Shores open with “The Paw”, which won first prize in the first BMI/Thelonious Monk Institute composers competition in 1993. Like most of the other pieces on the record it adapts and layers techniques that Zimmerli had analyzed in his studies of twentieth-century composers such as Bartok, Boulez, and Milton Babbitt. You can hear these ideas in the often strange intervals, exotic-sounding melodies and difficult rhythmic structures which the musicians have to negotiate. Zimmerli traces the inspiration for some of the rhythmic features back to Miles Davis’s ’60s quartet, which “played a lot with obscuring forms through a kind of rhythmic approach that took togetherness for granted, where no one had to emphasize the downbeats…” Zimmerli took the approach to an extreme in his own music: “The idea is that the further the instruments could be away from each other, doing totally different things, all the while adhering to an invisible common pulse, the greater sign that they were really listening and feeling things together…The idea of pushing ourselves to our absolute limits is certainly part of why I wrote this music.”
But this is not experimentation for its own sake. The music is always strongly rooted in traditional forms, and even at its most contrapuntally dense or pointillistic it makes use of traditional harmony or extensions of traditional harmony – stated or implied tonal centers that serve as beds for the players to improvise on. The three most original pieces here (“The Paw”, “Three Dreams of Repose” and “Conceptualysis”) “have a very unusual sound, because though they play some heady games, it’s not really about the games or cleverness at all in the end – the technical aspects are subsumed under a real effort to make an artistic statement, to impart an emotional or narrative message. There are concepts at work here, overarching concepts that function on the level of ‘what is this piece of music about’ and what are its intentions (for example: create a line that sounds like it’s slowing down and speeding up over a steady underlying, invisible pulse). The other pieces involve quite a bit of traditional swing…To me Tom Rainey’s sound and feel is very straight-ahead, even though he injects a kind of irreverent, quirky personality into that. Also there’s still a sonic grounding.
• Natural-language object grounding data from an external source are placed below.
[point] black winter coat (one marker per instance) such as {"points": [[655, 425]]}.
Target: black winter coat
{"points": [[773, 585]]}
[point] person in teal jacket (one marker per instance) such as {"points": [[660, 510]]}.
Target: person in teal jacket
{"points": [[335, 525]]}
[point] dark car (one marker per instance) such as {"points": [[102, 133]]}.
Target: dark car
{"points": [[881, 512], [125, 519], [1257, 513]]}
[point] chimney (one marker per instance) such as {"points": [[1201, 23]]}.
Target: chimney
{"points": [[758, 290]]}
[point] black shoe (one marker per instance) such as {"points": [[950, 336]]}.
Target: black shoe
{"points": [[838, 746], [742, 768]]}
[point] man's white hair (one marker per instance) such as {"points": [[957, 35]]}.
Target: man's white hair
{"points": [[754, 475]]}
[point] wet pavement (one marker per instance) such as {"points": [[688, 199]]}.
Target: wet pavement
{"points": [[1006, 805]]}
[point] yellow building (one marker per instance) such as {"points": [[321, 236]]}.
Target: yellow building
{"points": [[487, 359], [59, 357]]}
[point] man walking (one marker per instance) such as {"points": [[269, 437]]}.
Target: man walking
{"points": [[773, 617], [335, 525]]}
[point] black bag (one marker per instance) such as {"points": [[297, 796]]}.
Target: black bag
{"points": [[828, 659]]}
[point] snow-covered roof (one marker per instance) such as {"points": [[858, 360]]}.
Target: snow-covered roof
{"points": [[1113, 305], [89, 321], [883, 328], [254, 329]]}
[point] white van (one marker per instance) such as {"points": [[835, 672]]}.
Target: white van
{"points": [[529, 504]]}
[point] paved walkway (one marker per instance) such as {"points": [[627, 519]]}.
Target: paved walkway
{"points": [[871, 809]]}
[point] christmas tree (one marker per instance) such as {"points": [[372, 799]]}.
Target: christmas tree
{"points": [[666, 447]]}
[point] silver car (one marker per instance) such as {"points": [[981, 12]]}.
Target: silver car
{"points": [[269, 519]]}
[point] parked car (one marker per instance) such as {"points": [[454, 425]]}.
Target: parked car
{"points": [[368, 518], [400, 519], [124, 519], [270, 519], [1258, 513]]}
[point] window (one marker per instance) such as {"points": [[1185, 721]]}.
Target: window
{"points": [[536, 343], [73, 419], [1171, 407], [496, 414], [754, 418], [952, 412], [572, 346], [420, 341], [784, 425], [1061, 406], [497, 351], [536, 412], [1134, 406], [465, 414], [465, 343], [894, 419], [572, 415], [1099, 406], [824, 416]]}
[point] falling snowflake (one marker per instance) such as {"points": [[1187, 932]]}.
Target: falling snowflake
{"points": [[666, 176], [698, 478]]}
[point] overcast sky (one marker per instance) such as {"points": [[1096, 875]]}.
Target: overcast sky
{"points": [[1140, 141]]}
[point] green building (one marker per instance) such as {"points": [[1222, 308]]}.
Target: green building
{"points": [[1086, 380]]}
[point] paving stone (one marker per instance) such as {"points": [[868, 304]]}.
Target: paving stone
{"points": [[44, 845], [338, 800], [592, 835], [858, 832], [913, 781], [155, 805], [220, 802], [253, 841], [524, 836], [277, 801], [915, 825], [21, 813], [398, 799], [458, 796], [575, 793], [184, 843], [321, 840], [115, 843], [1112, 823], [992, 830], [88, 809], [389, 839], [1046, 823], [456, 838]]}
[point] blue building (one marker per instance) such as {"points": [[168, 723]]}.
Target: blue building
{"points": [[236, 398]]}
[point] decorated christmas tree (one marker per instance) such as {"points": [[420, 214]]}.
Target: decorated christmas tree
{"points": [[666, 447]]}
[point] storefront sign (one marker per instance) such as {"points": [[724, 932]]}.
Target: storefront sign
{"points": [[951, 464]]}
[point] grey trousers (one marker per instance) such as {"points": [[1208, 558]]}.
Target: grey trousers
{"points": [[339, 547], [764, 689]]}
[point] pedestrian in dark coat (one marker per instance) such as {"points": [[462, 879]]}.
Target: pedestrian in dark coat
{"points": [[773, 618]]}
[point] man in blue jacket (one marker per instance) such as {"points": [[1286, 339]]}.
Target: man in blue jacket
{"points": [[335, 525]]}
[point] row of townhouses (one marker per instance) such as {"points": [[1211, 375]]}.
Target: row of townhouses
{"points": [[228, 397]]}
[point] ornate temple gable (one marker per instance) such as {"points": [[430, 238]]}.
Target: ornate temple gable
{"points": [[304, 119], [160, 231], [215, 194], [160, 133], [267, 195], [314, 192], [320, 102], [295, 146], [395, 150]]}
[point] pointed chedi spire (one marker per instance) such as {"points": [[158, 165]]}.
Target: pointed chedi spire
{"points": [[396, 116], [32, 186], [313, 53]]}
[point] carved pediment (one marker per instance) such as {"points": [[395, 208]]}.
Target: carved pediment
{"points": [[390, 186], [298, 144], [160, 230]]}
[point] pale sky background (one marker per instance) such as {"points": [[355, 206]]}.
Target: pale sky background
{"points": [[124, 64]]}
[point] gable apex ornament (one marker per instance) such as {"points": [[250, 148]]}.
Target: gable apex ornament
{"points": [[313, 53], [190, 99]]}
We care a lot about tone, color, expression here. We may not always be pinpoint accurate in rendering these complex rhythms, but the flip side of that is there’s nothing robotic at all in the interpretations. We’re clearly going for a very soulful, emotionally direct performance.”
As with the best genre-bending works, Zimmerli adds the sparkle and burnish of the new to the modern jazz tradition. Vibrant, lively and urbane, this music is perhaps even more relevant to jazz today than when it was made. The live-to-two track digital recording has been mastered in high-res and sounds very good even by today’s standards.
Zimmerli’s career as a composer of classical as well as classical/jazz hybrid music has gained him worldwide recognition. Since 2011 he has undertaken several recording projects with Nonesuch, composing or arranging music for Brad Mehldau, Joshua Redman, Luciana Souza, and others, including an evening-length suite of music for Redman and strings to be released next year.